Alp Mehmet, the chairman of Migration Watch, said: “There seems to be no end to the Government’s largesse with taxpayers’ money. You arrive illegally, get dried off, re-clothed and put up in comfort to await the inevitable good news that you can stay for good.

“That’s why record numbers will continue to come, and ‘smashing the gangs’ is a pipe dream.”

The Government is advertising a six-year contract worth £521 million to manage Western Jet Foil in Dover, where the migrants arrive, and the Manston reception centre.

In November, it was revealed the UK’s bill for asylum seekers had hit a record £5.4 billion to pay for processing, accommodating and financially supporting the backlog of asylum seekers.

About 35,000 migrants were living in hotels costing the taxpayer more than £4 million a day.

Chris Philp, the shadow home secretary, said: “Illegal immigrants crossing the Channel are disrespecting our laws and should not be getting free clothes and accommodated in hotels – costing billions a year. These illegal immigrants do not need to cross the channel – France is safe and has a perfectly good asylum system.

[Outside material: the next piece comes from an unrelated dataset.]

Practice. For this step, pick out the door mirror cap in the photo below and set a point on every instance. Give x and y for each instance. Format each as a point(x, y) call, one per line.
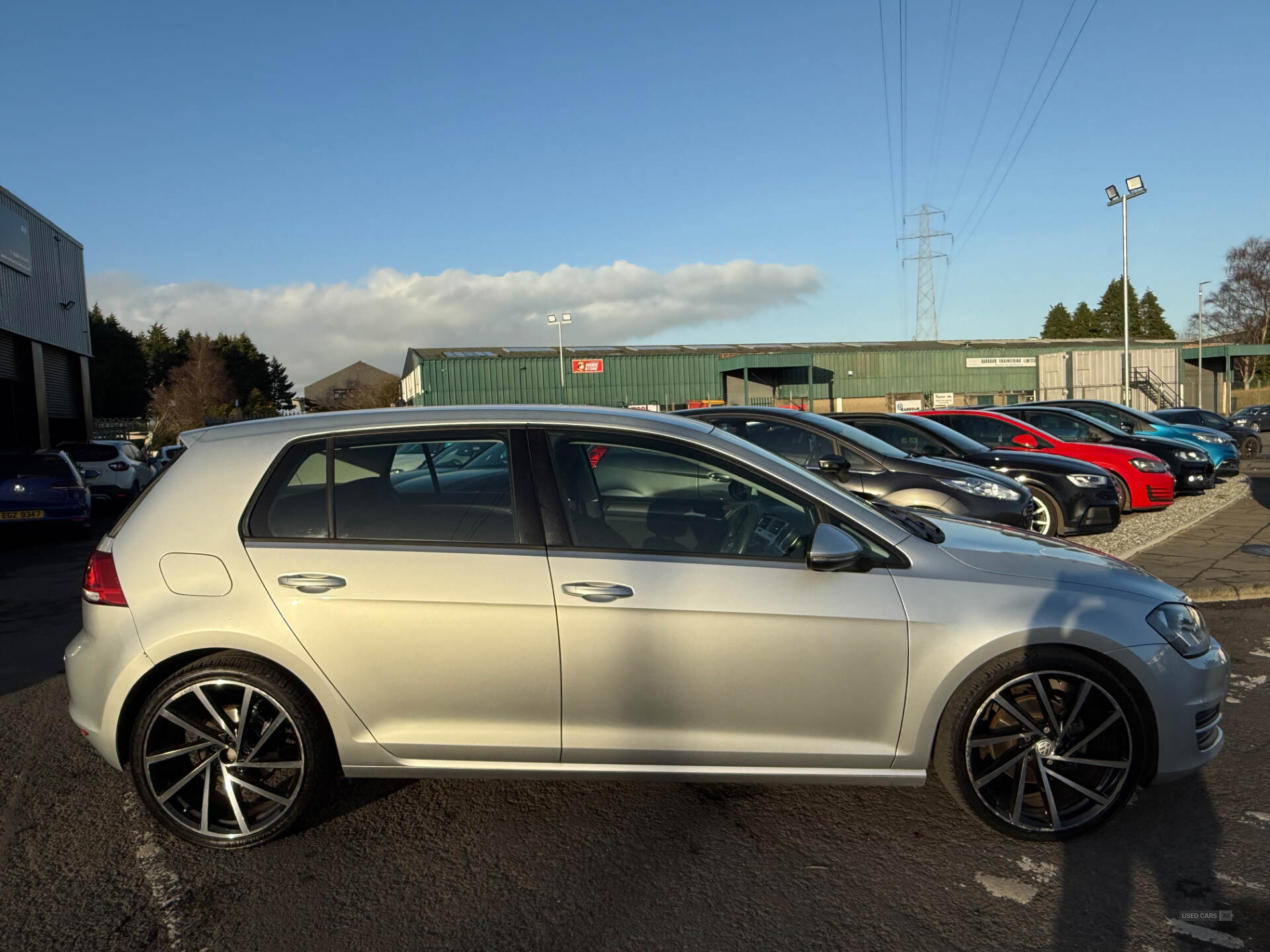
point(833, 550)
point(832, 465)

“Labour scrapped the Rwanda removals deterrent before it even started – and numbers of illegal immigrants crossing have subsequently gone up by 30 per cent since the election. Labour has no plan and has lost control of our borders.”

A Home Office spokesman said: “We all want to end dangerous small boat crossings, which threaten lives and undermine our border security. Dismantling the people-smuggling gangs will not only save lives, but also continue to drive down costs such as these.”

Terror-style offences for people traffickers

Ministers have already announced that the Border Security Bill, due to be published on Thursday, will impose mobile phone and travel bans on suspected people smugglers to prevent them committing further offences as part of the new counter-terror-style powers.

Investigators from the National Crime Agency, police and Border Force will be able to use “interim” court orders to ban suspected people smugglers from using mobile phones, laptops and accessing social media even if they have not got enough evidence to prosecute them.

People smugglers caught with equipment such as boats, engines and life-jackets could also face new terror-style offences of preparing to traffic migrants.

Border Force officials are expected to get expanded powers under the 2000 Terrorism Act for enhanced stop and search powers for anyone suspected of being a people smuggler.

The new powers will enable officers to carry out personal searches, examine and seize mobile phones and copy any data on the devices of any suspects at ports and border control.